TheStreet’s J.D. Durkin brings the latest business headlines from the floor of the New York Stock Exchange as markets close for trading Wednesday, November 1.
Full Video Transcript Below:
J.D. DURKIN: I’m J.D. Durkin, reporting from the New York Stock Exchange.
Stocks were in the green to close out the first trading day of November. The Dow closed up over 200 points, the Nasdaq closed up 1.6 percent, and the S&P closed just over 1 percent higher.
This comes after the Federal Reserve left interest rates unchanged for the second straight month. While rates still sit at a 22-year high, the latest decision gave investors hope that the central bank is done raising rates for the year.
Meanwhile, investors are still looking ahead to Apple earnings out Thursday, and the October jobs report out Friday.
Another story we’re following is the continued decline of WeWork. The company, which provides shared co-working spaces, is reportedly on the verge of filing for bankruptcy.
WeWork was founded in 2010 by Adam Neumann and Miguel McKelvey. In 2019, after raising a billion dollars in funding, it had a market value of $47 billion. But then came its botched IPO. Larger than expected losses and conflicts of interest surrounding Neumann, its CEO at the time, put the IPO on hold for two years. By that time, the company had lost almost $30 billion in value.

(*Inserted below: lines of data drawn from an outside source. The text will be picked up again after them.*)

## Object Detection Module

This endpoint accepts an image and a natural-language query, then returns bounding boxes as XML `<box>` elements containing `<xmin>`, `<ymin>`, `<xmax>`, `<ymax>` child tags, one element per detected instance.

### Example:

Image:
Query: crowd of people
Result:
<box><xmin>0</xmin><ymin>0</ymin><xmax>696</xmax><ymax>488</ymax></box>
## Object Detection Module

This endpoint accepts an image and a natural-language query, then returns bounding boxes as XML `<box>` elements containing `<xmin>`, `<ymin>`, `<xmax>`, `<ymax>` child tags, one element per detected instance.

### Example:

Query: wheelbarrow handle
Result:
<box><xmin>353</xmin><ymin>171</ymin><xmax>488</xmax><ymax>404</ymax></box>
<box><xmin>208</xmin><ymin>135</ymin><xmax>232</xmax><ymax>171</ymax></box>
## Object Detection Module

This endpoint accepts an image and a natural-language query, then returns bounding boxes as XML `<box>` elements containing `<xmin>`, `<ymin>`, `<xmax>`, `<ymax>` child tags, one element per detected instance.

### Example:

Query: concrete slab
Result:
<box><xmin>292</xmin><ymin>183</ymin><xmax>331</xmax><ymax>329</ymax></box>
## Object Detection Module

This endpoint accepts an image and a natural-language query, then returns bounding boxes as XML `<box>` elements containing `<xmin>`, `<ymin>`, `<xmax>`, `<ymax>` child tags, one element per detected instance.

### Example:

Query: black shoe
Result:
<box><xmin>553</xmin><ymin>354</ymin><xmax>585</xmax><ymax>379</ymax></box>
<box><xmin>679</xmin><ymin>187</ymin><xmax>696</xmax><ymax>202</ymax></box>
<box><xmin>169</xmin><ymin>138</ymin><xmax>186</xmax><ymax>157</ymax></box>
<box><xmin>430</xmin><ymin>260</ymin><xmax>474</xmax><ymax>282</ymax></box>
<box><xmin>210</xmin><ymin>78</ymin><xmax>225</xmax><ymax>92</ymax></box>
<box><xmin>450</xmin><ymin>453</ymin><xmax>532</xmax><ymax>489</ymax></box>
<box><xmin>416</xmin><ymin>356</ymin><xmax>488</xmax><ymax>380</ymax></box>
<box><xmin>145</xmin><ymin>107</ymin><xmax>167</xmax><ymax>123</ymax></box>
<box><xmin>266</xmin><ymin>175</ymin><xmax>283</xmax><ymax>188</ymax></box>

But the company has continued to struggle, with current CEO David Tolley saying in August, “Excess supply in commercial real estate, increasing competition in flexible space, and macroeconomic volatility drove higher member churn and softer demand than we anticipated, resulting in a slight decline in memberships.”
The company lost nearly $700 million in the first half of 2023 and $2.3 billion in 2022.
That’ll do it for your daily briefing. From the New York Stock Exchange, I’m J.D. Durkin with TheStreet.